Oltre ovviamente alla percentuale ancora alta di precarietà nella scuola (con pesanti conseguenze sulla continuità educativa), nonostante le nuove assunzioni e la sentenza della corte europea sulla precarietà…

Si può costruire un integrazione scolastica di qualità in queste condizioni?
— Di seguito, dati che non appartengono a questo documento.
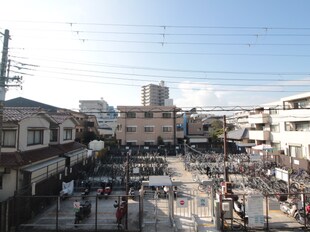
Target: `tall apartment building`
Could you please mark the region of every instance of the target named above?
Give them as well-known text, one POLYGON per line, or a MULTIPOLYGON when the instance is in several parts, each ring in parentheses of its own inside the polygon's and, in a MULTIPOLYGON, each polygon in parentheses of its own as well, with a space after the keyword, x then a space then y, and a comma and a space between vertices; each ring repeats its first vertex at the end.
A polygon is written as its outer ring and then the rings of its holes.
POLYGON ((164 81, 158 85, 149 84, 141 87, 141 103, 143 106, 164 106, 169 99, 169 88, 164 81))
POLYGON ((114 135, 117 113, 114 107, 101 100, 80 100, 80 112, 96 117, 102 135, 114 135))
UN GRANDE ATTACCO AL SOSTEGNO – LA NASCITA DEI BES
Negli ultimi 10 anni, nella scuola italiana c’è stato un aumento progressivo degli alunni certificati per il sostegno, da 180.000 a oltre 240.000. Un aumento che si è sostanziato (è un caso?) soprattutto dopo i tagli alla scuola previsti dalla Gelmini. Quest’incremento di certificazioni è stato analizzato con preoccupazione tanto dai governi, che da realtà contigue ai poteri economico-finanziari (le già citate Treelle e fondazione Agnelli), non tanto dal punto di vista pedagogico e sociologico, quanto dal punto di vista economico. In sostanza, il sostegno dato a tutti gli alunni in difficoltà secondo i maghi del liberismo costava troppo, per cui era necessario prendere delle decisioni sostanziali per ridurre la relativa voce di spesa. Il taglio del sostegno ai DSA in assenza di commorbilità (170/2010) e le direttiva ministeriale sui “bisogni educativi speciali” (BES) varata nel 2013 hanno avuto proprio questo scopo. In sostanza l’etichetta BES è servita per fare un taglio drastico di risorse umane per il sostegno agli alunni con DSA (disturbi specifici dell’apprendimento), a quelli con iperattività e disturbo dell’attenzione (ADHD), ed agli alunni con funzionamento cognitivo limite (borderline). A tutti questi alunni è stato di fatto tolto l’insegnante di sostegno, sostituendo la necessaria risorsa umana con un piano didattico personalizzato basato sull’uso di metodologie facilitanti (messe in atto da chi?) e di “strumenti compensativi e dispensativi” (uso della calcolatrice, del PC, di tavole e schede facilitanti, tempi più lunghi per le prove etc.) Un vero e proprio stratagemma per risparmiare sulla pelle dei BES (circa un milione di studenti) senza scordare che prima ancora, il diritto al sostegno era stato negato agli alunni con svantaggio socioeconomico, linguistico, culturale. Ovviamente le difficoltà di questi alunni non sono sparite con l’eliminazione dell’insegnante specializzato, per cui nelle scuole si è dovuti ricorrere all’inserimento degli studenti con BES nelle classi di quelli con disabilità certificata dalla 104, per fare in modo che il docente di sostegno possa aiutare anche loro. E tutta l’operazione (a costo zero, quindi perfetta dal punto di vista dei bilanci) si è tradotta in un aumento degli adempimenti burocratici e lavorativi dei docenti curricolari e di sostegno, con relativo decremento della qualità dell’offerta formativa per tutti gli studenti della scuola pubblica.